One occupier type the firm wouldn’t currently consider for the fund is that of data centres. ‘They are not the right fit for our fund, but they are on the Swiss Life Asset Managers radar,’ he confirms. ‘You do need to look closely at their energy consumption and come up with environmentally friendly solutions. We might consider them in the future. Other sub-sectors we are looking into include self-storage, where the rents are very different again, and it’s a very nice niche. But it all depends on what we can find on the capital markets.’

The ESG challenge
As Pfeiffer notes, ESG is a key focus for the fund and the firm. But that doesn’t mean that the battle has entirely been won. ‘We have assets in our fund which are less energy efficient at the moment, but we are making the necessary efforts to improve the ESG credentials.. There’s a lot of interest and cooperation from our tenants in this area, particularly connected to energy matters.

'Last year, when energy prices reached an all time high, some of our tenants asked if we could install photovoltaic panels on their roofs. We look at all our assets, and targeting those with the lowest EPC ratings, examine what we can do to make them more sustainable.

‘We’re not just looking at the E; we are also very attentive to the S factor. For example, we recently took a concrete platform that wasn’t being used on an asset and transformed it into a park for the tenant. The G is about corporate governance and regulation, and I’m satisfied we are doing all we can in that area.’

He added: ‘We don’t have a lot of certified assets in the fund at the moment, although we do want to certify a few. We are focusing more on understanding our assets better, than on obtaining labels for certification’s sake. Overall, I think we are at a good level across the portfolio, but we want to be excellent.’

The fund hasn’t been pursuing many developments, apart from one which is currently in progress, with a target completion of 2024. ‘Taking into account embodied carbon, it is good to work with existing assets, but it’s not the only way. It may beeasier to build something from scratch on a green field with different ESG characteristics.
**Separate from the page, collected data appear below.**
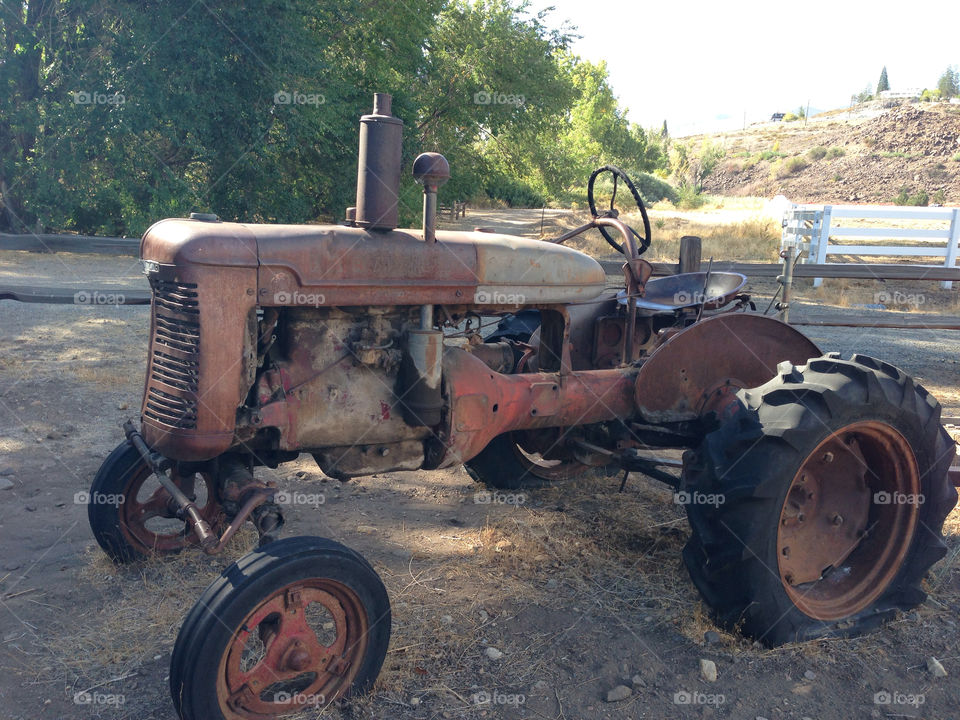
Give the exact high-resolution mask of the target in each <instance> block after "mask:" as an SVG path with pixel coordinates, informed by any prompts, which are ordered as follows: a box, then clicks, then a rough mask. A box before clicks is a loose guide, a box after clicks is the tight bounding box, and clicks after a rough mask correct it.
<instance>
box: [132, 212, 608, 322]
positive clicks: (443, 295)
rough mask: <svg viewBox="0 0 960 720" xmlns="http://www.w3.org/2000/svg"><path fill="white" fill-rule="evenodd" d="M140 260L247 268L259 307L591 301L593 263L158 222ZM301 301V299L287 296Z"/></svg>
mask: <svg viewBox="0 0 960 720" xmlns="http://www.w3.org/2000/svg"><path fill="white" fill-rule="evenodd" d="M141 258H142V259H143V260H145V261H152V262H155V263H158V264H160V265H174V266H177V265H184V264H187V265H206V266H219V267H224V266H228V267H229V266H233V267H236V266H238V265H239V266H247V267H256V268H257V275H258V282H257V285H258V287H257V294H258V298H257V301H258V304H260V305H267V306H270V305H278V306H281V305H284V306H286V305H291V304H294V305H296V304H311V305H321V304H322V305H419V304H456V305H464V304H489V305H500V306H516V305H523V304H560V303H569V302H577V301H581V302H582V301H588V300H592V299H594V298H596V297H598V296H599V295H600V294H601V293H602V292H603V290H604V287H605V285H606V276H605V274H604V271H603V269H602V268H601V267H600V264H599V263H598V262H597V261H596V260H594V259H593V258H591V257H590V256H588V255H585V254H583V253H581V252H578V251H576V250H572V249H570V248H567V247H563V246H561V245H555V244H551V243H547V242H542V241H538V240H529V239H527V238H520V237H516V236H513V235H500V234H496V233H487V232H455V231H440V232H438V233H437V242H436V243H435V244H427V243H424V242H423V233H422V231H420V230H389V231H378V230H365V229H361V228H353V227H344V226H339V225H248V224H240V223H225V222H219V221H212V222H211V221H208V220H163V221H161V222H158V223H156V224H155V225H153V226H152V227H151V228H150V229H149V230H147V232H146V233H145V234H144V237H143V240H142V242H141ZM299 297H302V298H304V299H303V302H299V301H298V300H297V298H299Z"/></svg>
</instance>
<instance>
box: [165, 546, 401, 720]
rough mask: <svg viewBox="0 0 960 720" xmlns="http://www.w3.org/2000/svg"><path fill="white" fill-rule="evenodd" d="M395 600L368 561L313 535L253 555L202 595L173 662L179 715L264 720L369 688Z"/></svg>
mask: <svg viewBox="0 0 960 720" xmlns="http://www.w3.org/2000/svg"><path fill="white" fill-rule="evenodd" d="M389 641H390V601H389V599H388V597H387V591H386V588H385V587H384V586H383V583H382V582H381V580H380V578H379V576H378V575H377V574H376V572H375V571H374V570H373V568H372V567H371V566H370V564H369V563H367V561H366V560H364V559H363V557H361V556H360V555H359V554H358V553H356V552H354V551H353V550H351V549H349V548H347V547H345V546H343V545H341V544H340V543H336V542H333V541H332V540H327V539H325V538H316V537H294V538H286V539H283V540H277V541H275V542H272V543H270V544H269V545H267V546H265V547H264V548H262V549H260V550H257V551H254V552H251V553H248V554H247V555H245V556H244V557H242V558H241V559H240V560H238V561H237V562H235V563H234V564H233V565H231V566H230V567H228V568H227V569H226V570H224V571H223V574H222V575H221V576H220V577H219V578H218V579H217V580H215V581H214V582H213V583H211V584H210V586H209V587H208V588H207V589H206V591H204V593H203V595H201V597H200V599H199V600H198V601H197V604H196V605H194V607H193V609H192V610H191V611H190V614H189V615H188V616H187V618H186V619H185V620H184V622H183V626H182V627H181V629H180V633H179V635H178V636H177V641H176V644H175V645H174V648H173V656H172V658H171V660H170V692H171V695H172V697H173V702H174V705H175V706H176V708H177V712H178V713H179V716H180V718H181V719H182V720H256V719H259V720H264V719H266V718H273V717H276V716H278V715H283V714H286V713H290V712H294V711H300V710H305V709H308V708H309V707H310V706H314V705H316V706H325V705H328V704H330V703H331V702H333V701H334V700H335V699H337V698H339V697H342V696H344V695H349V694H353V693H358V692H363V691H365V690H367V689H369V688H370V686H371V685H372V684H373V682H374V680H376V678H377V675H378V674H379V672H380V668H381V666H382V665H383V660H384V658H385V657H386V653H387V645H388V644H389Z"/></svg>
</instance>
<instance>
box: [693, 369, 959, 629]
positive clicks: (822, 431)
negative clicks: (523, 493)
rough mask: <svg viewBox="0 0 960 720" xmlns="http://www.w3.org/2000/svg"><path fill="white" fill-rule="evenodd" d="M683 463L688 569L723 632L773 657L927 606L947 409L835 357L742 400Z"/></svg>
mask: <svg viewBox="0 0 960 720" xmlns="http://www.w3.org/2000/svg"><path fill="white" fill-rule="evenodd" d="M737 397H738V399H739V401H740V402H739V409H737V411H736V412H735V413H734V414H733V416H732V417H729V418H728V419H727V420H726V421H725V422H724V423H723V424H722V425H721V426H720V427H719V428H718V429H717V430H715V431H714V432H712V433H710V434H709V435H707V436H706V438H705V439H704V440H703V442H702V443H701V445H700V446H699V447H698V448H697V449H696V450H695V451H689V452H688V453H687V456H686V457H685V458H684V460H685V462H684V471H683V476H682V478H681V492H682V493H683V494H684V499H685V500H690V502H688V503H687V505H686V508H687V515H688V517H689V520H690V525H691V529H692V531H693V532H692V535H691V537H690V540H689V542H688V543H687V546H686V547H685V548H684V552H683V558H684V561H685V563H686V565H687V568H688V570H689V572H690V576H691V578H692V579H693V582H694V584H695V585H696V586H697V588H698V590H699V591H700V593H701V595H702V596H703V598H704V601H705V602H706V603H707V605H709V606H710V607H711V609H712V610H713V612H714V614H715V617H716V618H717V620H718V622H719V623H720V624H722V625H724V626H726V627H730V628H739V629H741V630H742V631H743V632H744V633H745V634H747V635H749V636H751V637H753V638H755V639H757V640H760V641H761V642H763V643H764V644H766V645H769V646H775V645H780V644H782V643H786V642H791V641H794V640H806V639H810V638H816V637H823V636H835V635H856V634H859V633H862V632H865V631H867V630H869V629H871V628H873V627H875V626H876V625H877V624H879V623H880V622H881V621H883V620H885V619H887V618H889V617H891V616H892V615H893V614H894V613H895V612H896V611H897V610H906V609H909V608H912V607H915V606H916V605H918V604H919V603H921V602H923V600H924V599H925V598H926V593H925V592H924V591H923V590H922V589H921V586H920V584H921V581H922V579H923V577H924V576H925V575H926V573H927V570H928V569H929V568H930V566H931V565H933V564H934V563H935V562H936V561H937V560H939V559H940V558H942V557H943V556H944V554H945V552H946V546H945V545H944V543H943V537H942V534H941V529H942V526H943V521H944V519H945V518H946V516H947V514H949V513H950V511H951V510H952V509H953V507H954V505H955V504H956V500H957V493H956V490H955V489H954V488H953V487H952V485H951V484H950V483H949V481H948V478H947V470H948V469H949V466H950V463H951V460H952V458H953V456H954V452H955V446H954V443H953V441H952V440H951V439H950V436H949V435H947V433H946V431H945V430H944V429H943V427H942V426H941V425H940V405H939V403H938V402H937V401H936V400H935V399H934V398H933V397H932V396H931V395H930V394H929V393H928V392H927V391H926V390H925V389H924V388H923V387H921V386H920V385H917V384H915V383H914V381H913V380H912V378H910V377H909V376H907V375H906V374H905V373H903V372H902V371H900V370H899V369H897V368H895V367H894V366H892V365H890V364H888V363H885V362H881V361H879V360H876V359H874V358H871V357H868V356H864V355H854V356H853V358H852V359H851V360H849V361H844V360H840V359H839V356H838V355H837V354H829V355H825V356H823V357H821V358H815V359H811V360H809V361H808V363H807V364H806V365H800V366H796V365H792V364H791V363H781V365H780V366H779V367H778V375H777V376H776V377H775V378H773V379H772V380H770V381H769V382H767V383H766V384H764V385H761V386H760V387H758V388H754V389H747V390H741V391H739V392H738V393H737Z"/></svg>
'However, this has a different impact on embodied carbon and the environment. which however has a different impact on embodied carbon.. In the Netherlands, for example, there are leasing regulations connected to the EPC of an asset, while in Germany, all new builds have to include e-charging points for tenants.’

Pfeiffer confesses that on a personal level, he is a ‘huge fan of ESG’. He adds: ‘It can be tricky, and there are certain types of industrial assets which are hard to make ESG compliant. But we see lots of potential and enjoy working alongside tenants on achieving these goals.’